Mainly because anyone thinking I'd be interested in relating such a thing has obviously never actually read any of my stuff.

Political discord? School administration salaries? Governmental shenanigans? Drugs in the water? Sure, there's plenty there you can probably get steamed over. But that's not my thing -- I see my role as the opposite of the conveyor of the bad news. I want to bring to light the good news as much as possible instead.

There's certainly enough people who excel at reporting the bad news ... the world doesn't need me to do that.

It isn't always easy to be on this mission. Sometimes when I'm looking for stories while laying out the wire service pages in the paper there isn't a lot offered by the Associated Press with anything good to say. Often I have to come up with five or six different ways to say someone is dead just so all of the headlines on a single page have varied terminology if not a varied theme. Many of the pages lately have made me queasy with the abundance of vile news, and if you think the news that is printed is bad, you should read the stuff we don't put in because of our all-ages audience.

Obviously, it is the bad news that attracts people to read any paper. If there's a huge calamity I expect my stuff to be bumped for the hotter news, because I would make that decision to ax my stuff as well. Sales increase when there's a major disaster, and again I'm just as guilty because that's when I'm also more interested in reading the paper, too. It's like driving by the scene of a car crash -- you can't help but look. You probably aren't glad the crash happened, but at the same time find it oddly intriguing. Likewise, if you are reading a novel there's got to be some kind of a conflict or it will be pretty boring.

Luckily, the majority of our local stories are usually good news about good people.
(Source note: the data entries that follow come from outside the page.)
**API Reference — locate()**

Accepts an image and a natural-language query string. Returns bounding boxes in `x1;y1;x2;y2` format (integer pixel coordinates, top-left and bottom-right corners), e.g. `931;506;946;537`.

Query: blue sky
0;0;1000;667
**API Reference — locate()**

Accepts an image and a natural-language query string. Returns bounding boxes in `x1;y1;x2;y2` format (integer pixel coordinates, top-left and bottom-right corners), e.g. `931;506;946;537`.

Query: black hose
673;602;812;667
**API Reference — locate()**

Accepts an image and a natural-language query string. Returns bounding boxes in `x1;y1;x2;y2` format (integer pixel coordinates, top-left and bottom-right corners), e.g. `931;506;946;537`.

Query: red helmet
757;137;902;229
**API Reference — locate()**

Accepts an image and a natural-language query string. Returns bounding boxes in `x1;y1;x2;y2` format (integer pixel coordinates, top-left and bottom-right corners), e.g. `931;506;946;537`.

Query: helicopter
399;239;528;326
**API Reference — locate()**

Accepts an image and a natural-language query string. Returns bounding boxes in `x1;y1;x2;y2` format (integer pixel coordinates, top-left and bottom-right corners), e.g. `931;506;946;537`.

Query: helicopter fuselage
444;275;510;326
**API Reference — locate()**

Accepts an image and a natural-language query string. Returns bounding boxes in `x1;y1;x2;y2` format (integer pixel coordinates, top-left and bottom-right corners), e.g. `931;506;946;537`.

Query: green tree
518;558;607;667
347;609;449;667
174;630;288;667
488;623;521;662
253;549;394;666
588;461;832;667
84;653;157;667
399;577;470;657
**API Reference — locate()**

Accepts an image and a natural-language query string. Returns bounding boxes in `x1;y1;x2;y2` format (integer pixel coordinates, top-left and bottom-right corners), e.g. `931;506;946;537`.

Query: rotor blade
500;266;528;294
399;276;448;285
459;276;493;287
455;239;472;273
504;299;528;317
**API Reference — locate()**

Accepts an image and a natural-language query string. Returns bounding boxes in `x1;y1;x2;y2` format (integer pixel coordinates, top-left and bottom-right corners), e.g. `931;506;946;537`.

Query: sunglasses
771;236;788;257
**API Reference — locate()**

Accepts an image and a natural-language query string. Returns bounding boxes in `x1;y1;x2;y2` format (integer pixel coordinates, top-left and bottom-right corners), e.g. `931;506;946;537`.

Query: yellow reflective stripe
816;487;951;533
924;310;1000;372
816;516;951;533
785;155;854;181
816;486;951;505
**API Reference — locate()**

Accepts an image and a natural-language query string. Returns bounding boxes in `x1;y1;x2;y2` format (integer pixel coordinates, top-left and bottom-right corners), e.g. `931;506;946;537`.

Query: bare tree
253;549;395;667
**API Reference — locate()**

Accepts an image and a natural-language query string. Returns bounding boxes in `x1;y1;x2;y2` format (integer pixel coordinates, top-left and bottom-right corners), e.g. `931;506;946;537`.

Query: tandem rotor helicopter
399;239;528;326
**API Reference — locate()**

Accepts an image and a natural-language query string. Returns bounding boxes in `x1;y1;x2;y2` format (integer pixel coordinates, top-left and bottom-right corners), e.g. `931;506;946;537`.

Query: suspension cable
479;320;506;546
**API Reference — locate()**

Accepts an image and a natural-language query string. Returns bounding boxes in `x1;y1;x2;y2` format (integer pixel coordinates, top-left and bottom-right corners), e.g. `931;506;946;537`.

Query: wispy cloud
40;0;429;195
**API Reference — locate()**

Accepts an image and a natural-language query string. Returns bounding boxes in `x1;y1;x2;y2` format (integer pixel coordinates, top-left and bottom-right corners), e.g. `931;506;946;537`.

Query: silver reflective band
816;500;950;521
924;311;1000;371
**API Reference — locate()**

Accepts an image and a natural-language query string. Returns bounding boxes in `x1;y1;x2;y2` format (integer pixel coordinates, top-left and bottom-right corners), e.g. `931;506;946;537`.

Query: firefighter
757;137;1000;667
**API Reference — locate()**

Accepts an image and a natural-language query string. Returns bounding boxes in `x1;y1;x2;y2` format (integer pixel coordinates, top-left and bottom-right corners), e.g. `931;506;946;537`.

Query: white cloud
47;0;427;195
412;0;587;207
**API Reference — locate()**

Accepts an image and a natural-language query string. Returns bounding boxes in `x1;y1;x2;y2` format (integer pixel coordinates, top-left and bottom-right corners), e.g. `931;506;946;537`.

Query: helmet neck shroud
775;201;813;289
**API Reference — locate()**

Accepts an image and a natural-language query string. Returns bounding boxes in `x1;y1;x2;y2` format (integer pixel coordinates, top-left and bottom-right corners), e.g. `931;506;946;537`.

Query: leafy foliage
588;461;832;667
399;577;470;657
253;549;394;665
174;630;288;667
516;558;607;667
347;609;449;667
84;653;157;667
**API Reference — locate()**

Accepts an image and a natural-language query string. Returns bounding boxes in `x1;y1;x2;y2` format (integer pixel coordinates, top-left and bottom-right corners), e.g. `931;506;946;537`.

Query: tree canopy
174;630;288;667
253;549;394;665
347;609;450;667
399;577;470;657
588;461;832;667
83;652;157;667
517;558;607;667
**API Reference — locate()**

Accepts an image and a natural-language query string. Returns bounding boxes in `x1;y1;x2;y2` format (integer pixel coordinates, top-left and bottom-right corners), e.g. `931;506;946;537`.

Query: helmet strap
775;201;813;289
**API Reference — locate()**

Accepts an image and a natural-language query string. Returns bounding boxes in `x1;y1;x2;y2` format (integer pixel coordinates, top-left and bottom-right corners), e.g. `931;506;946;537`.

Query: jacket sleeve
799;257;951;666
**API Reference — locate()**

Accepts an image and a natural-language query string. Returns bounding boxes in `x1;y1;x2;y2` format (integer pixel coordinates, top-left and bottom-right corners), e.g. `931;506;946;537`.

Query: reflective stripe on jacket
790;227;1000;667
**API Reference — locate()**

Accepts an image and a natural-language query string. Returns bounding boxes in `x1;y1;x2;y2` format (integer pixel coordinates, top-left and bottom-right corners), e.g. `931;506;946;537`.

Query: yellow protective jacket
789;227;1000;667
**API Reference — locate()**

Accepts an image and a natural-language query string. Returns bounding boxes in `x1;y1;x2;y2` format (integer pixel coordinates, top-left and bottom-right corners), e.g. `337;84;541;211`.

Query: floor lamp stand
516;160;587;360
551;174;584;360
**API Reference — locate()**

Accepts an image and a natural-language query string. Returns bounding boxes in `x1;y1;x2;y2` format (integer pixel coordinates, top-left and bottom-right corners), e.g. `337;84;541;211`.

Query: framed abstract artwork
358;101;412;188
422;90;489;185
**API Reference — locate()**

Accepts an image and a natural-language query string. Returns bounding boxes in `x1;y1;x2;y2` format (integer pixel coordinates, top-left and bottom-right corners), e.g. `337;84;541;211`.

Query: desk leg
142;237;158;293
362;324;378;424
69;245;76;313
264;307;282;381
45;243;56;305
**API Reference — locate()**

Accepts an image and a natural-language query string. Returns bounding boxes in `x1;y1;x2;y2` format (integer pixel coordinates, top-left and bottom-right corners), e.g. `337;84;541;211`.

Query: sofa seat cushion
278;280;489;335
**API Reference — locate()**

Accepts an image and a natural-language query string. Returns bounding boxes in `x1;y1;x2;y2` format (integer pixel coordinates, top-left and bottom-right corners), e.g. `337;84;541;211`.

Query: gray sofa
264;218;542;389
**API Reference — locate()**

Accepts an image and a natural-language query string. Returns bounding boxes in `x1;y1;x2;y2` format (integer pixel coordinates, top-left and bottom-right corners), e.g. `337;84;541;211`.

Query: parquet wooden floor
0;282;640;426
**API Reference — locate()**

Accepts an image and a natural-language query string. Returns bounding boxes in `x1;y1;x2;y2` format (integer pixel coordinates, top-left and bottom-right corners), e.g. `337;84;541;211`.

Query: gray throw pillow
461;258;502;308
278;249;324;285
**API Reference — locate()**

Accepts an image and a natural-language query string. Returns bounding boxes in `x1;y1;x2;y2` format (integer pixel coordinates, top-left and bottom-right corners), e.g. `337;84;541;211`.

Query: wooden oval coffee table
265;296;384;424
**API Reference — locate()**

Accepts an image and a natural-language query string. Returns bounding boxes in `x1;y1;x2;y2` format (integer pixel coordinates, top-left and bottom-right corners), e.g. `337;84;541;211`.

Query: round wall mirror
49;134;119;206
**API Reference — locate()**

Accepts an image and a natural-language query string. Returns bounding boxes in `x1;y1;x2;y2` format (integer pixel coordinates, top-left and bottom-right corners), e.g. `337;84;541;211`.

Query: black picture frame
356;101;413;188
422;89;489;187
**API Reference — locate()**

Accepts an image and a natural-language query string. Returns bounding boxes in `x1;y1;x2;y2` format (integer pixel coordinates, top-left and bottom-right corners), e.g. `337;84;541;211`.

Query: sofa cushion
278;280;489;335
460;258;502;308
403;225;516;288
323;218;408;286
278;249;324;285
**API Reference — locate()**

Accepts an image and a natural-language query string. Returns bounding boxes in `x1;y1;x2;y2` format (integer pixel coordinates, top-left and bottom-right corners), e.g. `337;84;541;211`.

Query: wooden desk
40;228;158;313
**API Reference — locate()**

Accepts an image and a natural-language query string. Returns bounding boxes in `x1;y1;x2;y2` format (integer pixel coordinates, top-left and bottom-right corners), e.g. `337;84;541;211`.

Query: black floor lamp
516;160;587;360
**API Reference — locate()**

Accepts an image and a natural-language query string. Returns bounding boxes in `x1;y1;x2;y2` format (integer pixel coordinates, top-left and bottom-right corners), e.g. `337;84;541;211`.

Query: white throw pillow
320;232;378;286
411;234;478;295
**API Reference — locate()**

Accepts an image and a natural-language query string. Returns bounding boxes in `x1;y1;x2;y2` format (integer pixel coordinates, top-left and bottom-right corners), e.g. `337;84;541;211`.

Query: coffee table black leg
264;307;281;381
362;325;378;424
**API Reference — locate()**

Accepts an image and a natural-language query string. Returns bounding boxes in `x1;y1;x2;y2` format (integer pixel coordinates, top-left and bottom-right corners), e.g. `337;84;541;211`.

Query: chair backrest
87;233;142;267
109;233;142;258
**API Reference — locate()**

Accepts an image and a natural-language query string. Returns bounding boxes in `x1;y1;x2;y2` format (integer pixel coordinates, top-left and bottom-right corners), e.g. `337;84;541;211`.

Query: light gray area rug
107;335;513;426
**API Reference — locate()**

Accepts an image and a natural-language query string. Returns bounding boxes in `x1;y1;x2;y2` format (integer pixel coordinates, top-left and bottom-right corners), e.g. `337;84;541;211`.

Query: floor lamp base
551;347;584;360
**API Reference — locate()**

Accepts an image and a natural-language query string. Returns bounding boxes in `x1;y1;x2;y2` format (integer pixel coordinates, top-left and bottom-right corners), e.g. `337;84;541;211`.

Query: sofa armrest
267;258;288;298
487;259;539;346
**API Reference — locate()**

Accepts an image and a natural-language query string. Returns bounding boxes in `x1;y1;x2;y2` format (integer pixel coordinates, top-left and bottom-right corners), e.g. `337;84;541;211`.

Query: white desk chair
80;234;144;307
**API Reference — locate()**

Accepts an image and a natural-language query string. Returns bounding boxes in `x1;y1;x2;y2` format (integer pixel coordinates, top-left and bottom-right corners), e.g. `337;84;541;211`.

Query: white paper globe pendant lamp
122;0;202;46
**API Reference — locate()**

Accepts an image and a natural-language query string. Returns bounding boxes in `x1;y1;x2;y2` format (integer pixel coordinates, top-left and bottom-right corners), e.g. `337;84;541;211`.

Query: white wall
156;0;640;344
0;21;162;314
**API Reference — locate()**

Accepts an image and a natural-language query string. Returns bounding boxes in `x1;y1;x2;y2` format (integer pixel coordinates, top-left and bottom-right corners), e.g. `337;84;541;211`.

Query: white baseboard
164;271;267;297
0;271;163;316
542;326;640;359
But once we get into the wire service accounts of the goings-on in New York City, Washington, and overseas that ratio is invariably skewed towards evil.

So in an effort to compensate for all of that bad news, I strive to relate the good news. That's what I perceive to be my role in the world.

It doesn't matter what you do, whether you write, build bridges, teach school, wait tables, or crunch numbers ... taking some time to define your own role is a great organizer and a great motivator to your own endeavors. Give it a try!